Posted Jul 02 2010 11:33pm
Dorothy Hansine Andersen

Dorothy Hansine Andersen

Because the symptoms vary and are largely hidden, cystic fibrosis was only described and suspected for the last couple of centuries without having a true diagnosis of the disease until the turn of the 20th century. Observations of scarring of the pancreas and meconium ileus came first, pathologically, but it was documented in the 1700s, “Woe is the child who tastes salty from a kiss on the brow, for he is cursed, and soon must die.”

Imagine having infants dying within days because their intestines are literally blown apart at birth. Toddlers who are half the normal weight or less because they aren’t absorbing their food because their pancreas isn’t providing enzymes.
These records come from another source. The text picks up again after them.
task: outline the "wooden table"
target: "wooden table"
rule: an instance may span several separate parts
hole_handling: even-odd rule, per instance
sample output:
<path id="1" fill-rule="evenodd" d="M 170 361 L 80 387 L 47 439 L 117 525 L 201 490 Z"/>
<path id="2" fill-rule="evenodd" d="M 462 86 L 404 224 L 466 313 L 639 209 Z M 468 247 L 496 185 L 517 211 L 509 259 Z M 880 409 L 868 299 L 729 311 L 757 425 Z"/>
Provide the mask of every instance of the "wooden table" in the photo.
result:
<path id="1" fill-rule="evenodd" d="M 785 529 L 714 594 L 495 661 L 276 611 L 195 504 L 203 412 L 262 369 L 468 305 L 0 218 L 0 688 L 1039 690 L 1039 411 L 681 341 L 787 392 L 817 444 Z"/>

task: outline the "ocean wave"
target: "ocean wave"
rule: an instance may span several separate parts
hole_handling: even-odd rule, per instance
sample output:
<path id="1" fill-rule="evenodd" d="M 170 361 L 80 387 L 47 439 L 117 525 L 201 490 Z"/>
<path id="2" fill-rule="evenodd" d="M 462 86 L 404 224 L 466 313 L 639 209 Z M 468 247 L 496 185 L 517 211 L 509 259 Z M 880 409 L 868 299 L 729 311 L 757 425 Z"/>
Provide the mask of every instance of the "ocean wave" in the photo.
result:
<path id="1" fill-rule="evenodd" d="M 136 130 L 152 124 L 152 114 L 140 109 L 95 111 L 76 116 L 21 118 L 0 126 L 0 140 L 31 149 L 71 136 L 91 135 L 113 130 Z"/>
These are invisible problems and involve issues that aren’t even understood yet. “Failure to thrive” was often what was put on death certificates of people we can trace back as potentially having died from CF based on family history.

Based on the research milestones according to the list on the Cystic Fibrosis Foundation site, there is good reason for hope of a cure

  • 1938 Dorothy Andersen, M.D. writes the first comprehensive medical report on cystic fibrosis (CF).
  • 1962 The CF predicted median survival age is 10 years.
  • 1989 A team of Cystic Fibrosis Foundation-supportes scientists discovers the defective CF gene and its protein product (CFTR) thus opening the door to understanding the disease at its most basic level.
  • 1994 The Food and Drug Administration (FDA) approves Pulmozyme, which is proven to thin the tenacious, sticky mucus in the lungs – and is the first drug developed specifically for CF.
  • 1997 The FDA approves TOBI, the first aerosolized antibiotic designed for CF, which is proven to reduce hospital stays and improve lung function.
  • 2006 The predicted median age of survival for those with CF increases to 37 years.
  • 2010 VX-809, a second Vertex drug aimed at treating the basic CF defect, shows encouraging results in a Phase 2a clinical trial.More than 30 potential therapies are in the Foundation’s drug discovery and development pipeline. The more drugs in the pipeline, the greater the odds of producing successful therapies and a cure for CF.The FDA approves Cayston® (aztreonam for inhalation solution), the first inhaled antibiotic for the treatment of CF approved in more than a decade.

Pure, genetic resolution of the core issue is just around the corner! I’ve been benefiting from Pulmozyme for over half my life now, but it was the only “wonder drug” for years and years. Now we have Cayston and some genetic super-wonder drugs in the end phases of FDA trials. I should qualify for the next trial, which I will only do as long as I’m able to stay on my current meds. I don’t mind going on a placebo, as long as I don’t have to stop doing what is working now.

We are still in discussions about how to handle trials now, since my last trial landed me on IVs last year. The problem was that I had to stop taking one of my meds to qualify so they could study the trial med without the possibility that it was being affected by being on the other one. My lung functions bombed and they put me on IVs on the spot during the trial. It’s not something we can risk again, so we will have to pay special attention to the rules of the study if I decide to look at one again.